Fraud Detection at Scale with CockroachDB & AWS AI

In the arms race against financial fraud, milliseconds matter.

For any given transaction, fraud detection systems must decide whether or not it’s fraudulent and immediately act accordingly. Failing to definitively address fraud leads to significant losses, harms organizations’ brand image, tarnishes their reputation, and inevitably repels customers.

The incidence of fraud has reached record levels. Estimates for the worldwide cost of fraud — including cybercrime, financial fraud, and related losses — range from $1.2 trillion to over $1.5 trillion annually by the end of 2025.

Meanwhile, fraudsters are evolving fast and moving in tandem with digital banking transformations, devising crafty ways to steal or fake customers’ identities and commit fraud at a high velocity. As a result, traditional rules-based (offline) fraud detection systems are no longer effective, as they rely on static heuristics and batch processing that can't keep pace with adaptive, real-time fraud tactics.

Fraud detection systems must ingest massive volumes of transactional data, evaluate it against dynamic rulesets, and make decisions in real time — all while operating across global infrastructure. Traditional databases often buckle under this pressure and deliver poor fraud prevention performance, due to inefficient data access strategies.

Enter CockroachDB, a distributed SQL database built for scale, resilience, and performance. When it comes to the latest generation of AI-powered fraud detection systems, the heart of CockroachDB’s advantage lies its advanced vector indexing capabilities. In addition to the existing geo-partitioned and inverted indexes, CockroachDB empowers developers to build online fraud detection systems that are both fast and intelligent.

This article explores how these new vector indexing features enable low-latency anomaly detection, real-time alerting, and region-aware decision making — without compromising on correctness or scale.

Fraud Detection Challenges

Fraud detection systems face several challenges that make it difficult to accurately identify fraudulent activities.

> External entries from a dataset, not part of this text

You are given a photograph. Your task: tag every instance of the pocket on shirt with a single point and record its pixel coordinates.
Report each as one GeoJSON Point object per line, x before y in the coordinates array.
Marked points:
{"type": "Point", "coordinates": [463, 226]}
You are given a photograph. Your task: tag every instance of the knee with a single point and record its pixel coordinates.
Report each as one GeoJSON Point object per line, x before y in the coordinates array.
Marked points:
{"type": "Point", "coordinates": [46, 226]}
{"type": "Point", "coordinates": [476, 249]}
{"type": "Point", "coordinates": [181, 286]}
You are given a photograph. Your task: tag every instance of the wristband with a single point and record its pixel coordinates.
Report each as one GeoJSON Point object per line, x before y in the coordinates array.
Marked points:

Some of these challenges are:

Evolving Fraud Techniques: Fraudsters continually adapt and develop new techniques to evade detection. As a result, fraud detection systems must be updated regularly to keep up with evolving schemes.
Data Quality: The accuracy of fraud detection systems depends on their data quality. If the data is incomplete, incorrect, or inconsistent, it can lead to false positives or false negatives, reducing the effectiveness of the system.
Balancing Fraud Detection and User Experience: While fraud detection systems aim to minimize fraud, they must also maintain a good user experience. Overly strict fraud detection rules can result in false positives and increased friction, leading to unhappy customers.
Cost: Implementing and maintaining a fraud detection system can be expensive. The cost includes acquiring and processing large amounts of data, developing and maintaining the algorithms and models, and hiring personnel to manage the system.
Privacy Concerns: Fraud detection systems require access to sensitive customer data, which can raise privacy concerns. Companies must ensure that their fraud detection systems comply with privacy regulations and implement proper security measures to safeguard the data.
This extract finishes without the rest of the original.